H2O Innovation, backed by Ember Infrastructure Management, acquired NextEra Distributed Water, a Juno Beach, Fla.-based sustainable wastewater treatment and reuse solutions provider. Financial terms were not disclosed.

ICE USA, backed by Godspeed Capital, acquired Robert G. Campbell & Associates, a Knoxville-based consulting and engineering firm. Financial terms were not disclosed.

Insight Partners acquired a minority stake in Sysdyne Technologies, a Stamford, Conn.-based cloud-native solutions provider for ready-mix concrete operations. Financial terms were not disclosed.

Mavik Capital and Axar Capital took XS Financial, a Los Angeles-based non-dilutive CAPEX and equipment financing solutions provider for middle-market businesses, private. Financial terms were not disclosed.

Mubadala Capital acquired a majority stake in Babel, a Madrid-based IT and digital transformation services provider. Financial terms were not disclosed.

New Mountain Capital acquired a majority stake in Salute Holdings, a Franklin, Wis.-based integrated asset management services provider for the data center industry. Financial terms were not disclosed.

Outdoor Living Supply, a portfolio company of Trilantic North America, acquired Garden Supply Hardscapes, a San Jose-based hardscape, natural stone, brick, lighting, bulk materials, and other landscape products distributor. Financial terms were not disclosed.

Waud Capital Partners acquired Science Exchange, a San Francisco-based procurement and supplier orchestration cloud software platform for life sciences companies. Financial terms were not disclosed.

EXITS

Cendyn, backed by Accel-KKR and Haveli Investments, acquired Knowland, an Arlington, Va.-based data-as-a-service insights on meetings and events for hospitality provider, from Serent Capital. Financial terms were not disclosed.

LaSalle Capital agreed to acquire Cascade Coffee, an Everett, Wash.-based contract coffee manufacturer, from Westward Partners. Financial terms were not disclosed.

OTHER

Globant acquired Exusia, a Miami-based IT services consulting firm. Financial terms were not disclosed.

MrBeast acquired Vouch, a Los Angeles-based creator hiring platform. Financial terms were not disclosed.

SingleStore acquired BryteFlow, a Chatswood, Australia-based data integration platform. Financial terms were not disclosed.

IPOS

Septerna, a San Francisco-based GPCRs-focused biotech company, filed to go public on the Nasdaq. Third Rock Ventures, RA Capital, Samsara BioCapital, Invus Public Equities, Deep Track Capital, Goldman, and Biotechnology Value Fund back the company.

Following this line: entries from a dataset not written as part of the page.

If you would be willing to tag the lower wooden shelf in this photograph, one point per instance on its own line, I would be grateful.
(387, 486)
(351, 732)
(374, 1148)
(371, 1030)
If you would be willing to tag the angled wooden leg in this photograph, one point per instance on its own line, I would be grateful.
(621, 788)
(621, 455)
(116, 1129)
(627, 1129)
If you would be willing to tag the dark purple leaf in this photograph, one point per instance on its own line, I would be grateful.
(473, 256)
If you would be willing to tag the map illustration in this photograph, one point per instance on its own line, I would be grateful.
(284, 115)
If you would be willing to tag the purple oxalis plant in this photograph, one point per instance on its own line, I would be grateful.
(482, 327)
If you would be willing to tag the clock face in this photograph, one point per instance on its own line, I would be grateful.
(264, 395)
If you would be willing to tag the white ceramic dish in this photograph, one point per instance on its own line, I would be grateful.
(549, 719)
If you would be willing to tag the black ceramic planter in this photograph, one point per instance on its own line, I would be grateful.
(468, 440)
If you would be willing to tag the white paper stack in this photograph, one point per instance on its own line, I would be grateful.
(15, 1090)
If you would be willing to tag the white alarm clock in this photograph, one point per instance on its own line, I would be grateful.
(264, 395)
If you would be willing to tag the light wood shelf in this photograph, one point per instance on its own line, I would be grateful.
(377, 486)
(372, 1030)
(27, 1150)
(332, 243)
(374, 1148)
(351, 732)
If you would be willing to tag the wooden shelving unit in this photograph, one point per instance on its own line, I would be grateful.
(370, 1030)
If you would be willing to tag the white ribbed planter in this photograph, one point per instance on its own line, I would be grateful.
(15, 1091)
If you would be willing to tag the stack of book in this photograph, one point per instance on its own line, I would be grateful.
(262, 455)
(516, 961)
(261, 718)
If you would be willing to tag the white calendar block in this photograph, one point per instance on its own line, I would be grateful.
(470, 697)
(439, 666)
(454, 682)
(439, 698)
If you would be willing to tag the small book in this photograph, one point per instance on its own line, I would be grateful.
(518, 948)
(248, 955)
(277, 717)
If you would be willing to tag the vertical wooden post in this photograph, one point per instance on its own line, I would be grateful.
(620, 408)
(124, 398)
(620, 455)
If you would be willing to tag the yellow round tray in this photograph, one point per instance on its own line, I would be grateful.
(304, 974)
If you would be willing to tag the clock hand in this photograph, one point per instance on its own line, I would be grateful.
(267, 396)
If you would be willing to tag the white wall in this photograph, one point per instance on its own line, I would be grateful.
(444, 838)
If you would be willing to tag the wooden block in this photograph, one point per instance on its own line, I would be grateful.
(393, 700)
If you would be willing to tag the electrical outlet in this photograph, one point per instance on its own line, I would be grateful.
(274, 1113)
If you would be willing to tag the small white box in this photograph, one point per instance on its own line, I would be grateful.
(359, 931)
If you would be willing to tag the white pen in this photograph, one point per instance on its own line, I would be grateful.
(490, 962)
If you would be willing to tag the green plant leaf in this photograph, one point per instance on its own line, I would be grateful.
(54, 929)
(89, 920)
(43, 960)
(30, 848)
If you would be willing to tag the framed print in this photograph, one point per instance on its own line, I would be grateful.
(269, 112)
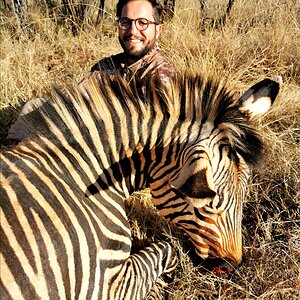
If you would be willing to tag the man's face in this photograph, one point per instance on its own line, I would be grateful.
(137, 43)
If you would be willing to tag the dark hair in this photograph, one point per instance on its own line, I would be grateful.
(157, 9)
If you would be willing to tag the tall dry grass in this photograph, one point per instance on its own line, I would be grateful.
(259, 39)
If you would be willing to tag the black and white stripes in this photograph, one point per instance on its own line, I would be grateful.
(64, 231)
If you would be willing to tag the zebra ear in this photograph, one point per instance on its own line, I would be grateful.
(196, 189)
(260, 97)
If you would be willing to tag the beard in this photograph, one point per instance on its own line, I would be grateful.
(136, 54)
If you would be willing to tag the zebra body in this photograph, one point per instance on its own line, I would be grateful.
(64, 230)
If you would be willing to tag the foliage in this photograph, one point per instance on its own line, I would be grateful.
(259, 39)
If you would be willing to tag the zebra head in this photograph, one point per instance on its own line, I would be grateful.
(203, 194)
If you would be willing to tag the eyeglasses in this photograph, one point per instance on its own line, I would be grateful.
(140, 23)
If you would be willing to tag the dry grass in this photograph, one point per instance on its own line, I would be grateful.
(261, 38)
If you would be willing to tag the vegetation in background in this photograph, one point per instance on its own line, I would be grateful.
(259, 39)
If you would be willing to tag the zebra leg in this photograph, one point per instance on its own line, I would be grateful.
(140, 271)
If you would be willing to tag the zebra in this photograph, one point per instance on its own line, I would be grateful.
(64, 230)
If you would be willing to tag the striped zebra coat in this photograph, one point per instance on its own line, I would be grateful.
(64, 231)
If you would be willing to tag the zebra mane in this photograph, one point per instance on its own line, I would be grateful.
(188, 98)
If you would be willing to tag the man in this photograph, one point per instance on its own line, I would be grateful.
(139, 28)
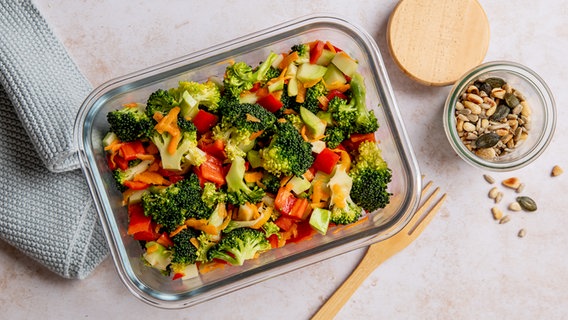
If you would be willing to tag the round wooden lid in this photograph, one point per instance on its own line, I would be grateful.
(436, 42)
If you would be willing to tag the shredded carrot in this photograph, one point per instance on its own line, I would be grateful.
(309, 175)
(151, 177)
(337, 85)
(301, 96)
(169, 124)
(114, 146)
(338, 196)
(345, 160)
(152, 248)
(255, 135)
(330, 47)
(130, 105)
(288, 59)
(152, 149)
(265, 216)
(310, 84)
(142, 156)
(365, 218)
(210, 266)
(289, 111)
(178, 230)
(324, 101)
(253, 176)
(194, 242)
(201, 224)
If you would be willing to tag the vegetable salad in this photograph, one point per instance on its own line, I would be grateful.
(215, 173)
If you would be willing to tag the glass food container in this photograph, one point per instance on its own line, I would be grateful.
(156, 289)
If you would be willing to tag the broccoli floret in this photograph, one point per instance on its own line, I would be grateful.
(238, 192)
(240, 76)
(271, 182)
(171, 206)
(121, 176)
(313, 93)
(272, 73)
(366, 121)
(238, 123)
(371, 176)
(239, 245)
(211, 195)
(270, 228)
(184, 252)
(191, 95)
(186, 153)
(343, 208)
(129, 123)
(287, 152)
(160, 101)
(303, 50)
(334, 136)
(206, 242)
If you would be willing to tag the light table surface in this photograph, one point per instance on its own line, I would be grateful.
(464, 266)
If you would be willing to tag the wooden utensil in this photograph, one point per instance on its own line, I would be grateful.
(380, 252)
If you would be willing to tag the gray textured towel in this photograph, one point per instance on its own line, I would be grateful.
(49, 216)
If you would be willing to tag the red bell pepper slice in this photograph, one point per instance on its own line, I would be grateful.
(316, 51)
(356, 139)
(215, 148)
(121, 163)
(136, 185)
(326, 160)
(204, 121)
(140, 225)
(284, 200)
(165, 240)
(304, 232)
(270, 103)
(130, 150)
(212, 170)
(273, 239)
(335, 93)
(284, 222)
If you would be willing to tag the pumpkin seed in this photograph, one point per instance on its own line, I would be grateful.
(527, 203)
(495, 82)
(511, 100)
(487, 140)
(483, 86)
(500, 113)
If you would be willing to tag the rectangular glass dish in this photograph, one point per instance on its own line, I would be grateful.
(159, 290)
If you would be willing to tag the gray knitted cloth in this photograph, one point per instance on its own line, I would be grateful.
(46, 209)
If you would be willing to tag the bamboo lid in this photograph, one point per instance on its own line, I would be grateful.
(436, 42)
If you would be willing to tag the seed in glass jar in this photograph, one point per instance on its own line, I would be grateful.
(511, 100)
(500, 113)
(487, 140)
(526, 203)
(495, 82)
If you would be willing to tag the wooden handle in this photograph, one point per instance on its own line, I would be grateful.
(367, 265)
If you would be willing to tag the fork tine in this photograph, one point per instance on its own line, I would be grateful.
(425, 219)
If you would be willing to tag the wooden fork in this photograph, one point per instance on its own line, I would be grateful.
(379, 252)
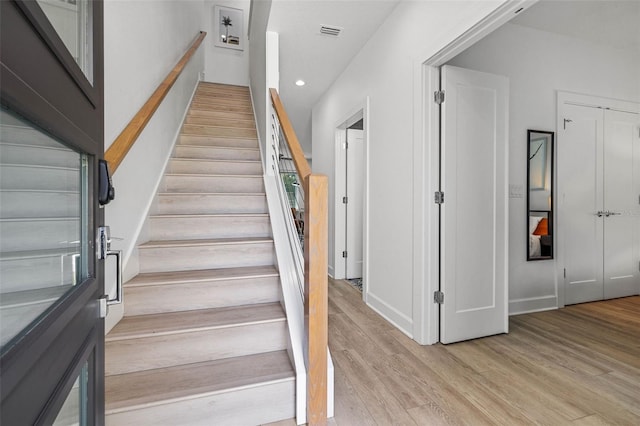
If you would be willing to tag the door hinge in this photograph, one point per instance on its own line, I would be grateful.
(103, 307)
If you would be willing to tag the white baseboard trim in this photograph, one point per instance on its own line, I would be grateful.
(391, 314)
(532, 304)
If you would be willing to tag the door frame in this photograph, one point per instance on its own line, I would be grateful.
(359, 111)
(56, 97)
(426, 169)
(592, 101)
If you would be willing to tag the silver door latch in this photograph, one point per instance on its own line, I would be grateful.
(104, 250)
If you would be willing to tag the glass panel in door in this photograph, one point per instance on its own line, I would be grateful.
(72, 21)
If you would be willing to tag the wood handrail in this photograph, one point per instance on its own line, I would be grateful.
(316, 256)
(123, 143)
(290, 136)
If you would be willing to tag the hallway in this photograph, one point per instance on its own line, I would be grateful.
(579, 365)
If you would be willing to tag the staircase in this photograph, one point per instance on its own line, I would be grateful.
(204, 337)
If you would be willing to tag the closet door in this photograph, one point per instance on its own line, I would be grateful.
(621, 202)
(580, 181)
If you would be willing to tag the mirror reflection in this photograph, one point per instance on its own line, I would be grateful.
(540, 194)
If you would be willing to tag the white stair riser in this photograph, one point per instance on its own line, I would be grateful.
(245, 406)
(220, 142)
(211, 203)
(24, 177)
(207, 227)
(228, 132)
(36, 234)
(215, 167)
(125, 356)
(215, 153)
(223, 122)
(36, 155)
(29, 204)
(188, 258)
(155, 299)
(218, 184)
(30, 273)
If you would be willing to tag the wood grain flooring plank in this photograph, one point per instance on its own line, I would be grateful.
(578, 365)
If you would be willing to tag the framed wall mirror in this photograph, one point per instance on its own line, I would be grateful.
(539, 195)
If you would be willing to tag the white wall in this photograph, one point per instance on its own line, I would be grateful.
(222, 65)
(385, 70)
(538, 64)
(143, 41)
(258, 68)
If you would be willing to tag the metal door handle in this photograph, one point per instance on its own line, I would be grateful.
(118, 298)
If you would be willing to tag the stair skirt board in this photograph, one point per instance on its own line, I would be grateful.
(249, 405)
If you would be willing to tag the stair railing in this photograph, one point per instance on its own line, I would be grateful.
(123, 143)
(304, 200)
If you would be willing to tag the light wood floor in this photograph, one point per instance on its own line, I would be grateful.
(579, 365)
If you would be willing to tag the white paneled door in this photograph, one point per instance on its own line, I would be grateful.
(474, 219)
(355, 205)
(599, 201)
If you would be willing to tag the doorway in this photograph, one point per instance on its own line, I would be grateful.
(598, 183)
(51, 282)
(350, 191)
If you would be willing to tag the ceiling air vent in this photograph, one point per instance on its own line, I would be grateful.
(330, 31)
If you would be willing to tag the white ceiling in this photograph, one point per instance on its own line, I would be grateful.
(612, 22)
(318, 59)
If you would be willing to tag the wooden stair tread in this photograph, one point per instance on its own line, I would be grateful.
(204, 242)
(151, 387)
(208, 160)
(218, 147)
(232, 194)
(161, 278)
(214, 175)
(140, 326)
(212, 215)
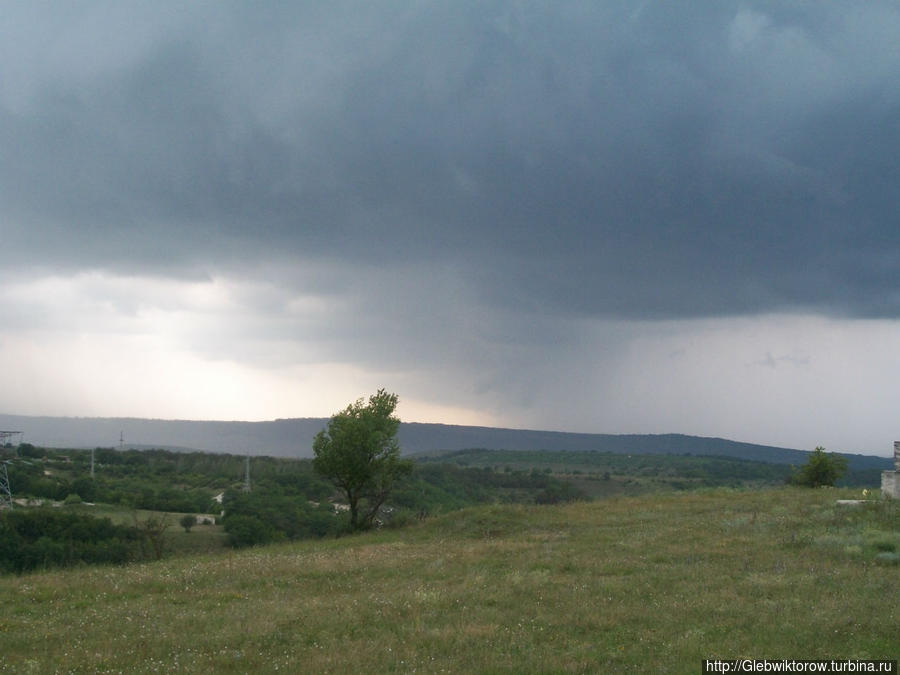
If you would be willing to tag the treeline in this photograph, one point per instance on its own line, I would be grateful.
(42, 538)
(156, 480)
(685, 470)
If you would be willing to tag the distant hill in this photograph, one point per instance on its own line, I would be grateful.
(293, 438)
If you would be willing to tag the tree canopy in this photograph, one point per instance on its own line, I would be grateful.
(820, 469)
(359, 453)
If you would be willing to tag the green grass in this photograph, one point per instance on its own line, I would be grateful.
(652, 584)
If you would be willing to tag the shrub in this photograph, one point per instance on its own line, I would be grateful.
(820, 469)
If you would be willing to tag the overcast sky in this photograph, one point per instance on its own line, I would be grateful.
(601, 216)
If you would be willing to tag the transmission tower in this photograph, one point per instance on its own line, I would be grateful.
(7, 436)
(5, 492)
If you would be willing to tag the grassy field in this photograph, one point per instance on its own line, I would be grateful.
(648, 584)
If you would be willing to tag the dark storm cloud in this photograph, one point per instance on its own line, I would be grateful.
(591, 159)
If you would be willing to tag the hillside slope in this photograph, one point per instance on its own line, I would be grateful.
(293, 438)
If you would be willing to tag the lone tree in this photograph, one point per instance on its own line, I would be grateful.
(820, 469)
(359, 453)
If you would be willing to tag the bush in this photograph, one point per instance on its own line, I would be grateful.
(820, 469)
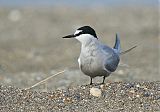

Amentum closed its merger with Jacobs Solutions and went public on the NYSE.

FUNDS + FUNDS OF FUNDS

Summit Partners, a Boston-based private equity firm, raised $9.5 billion for its twelfth fund focused on technology, healthcare and life sciences, and growth products and services.

PEOPLE

Partners Capital, a London-based investment firm added Jennifer Fox Bensimon as a managing director. Previously, she was at Trilantic North America.

Voyager Ventures, a San Francisco-based venture capital firm, promoted Jake Kent and Matthew Blain principal.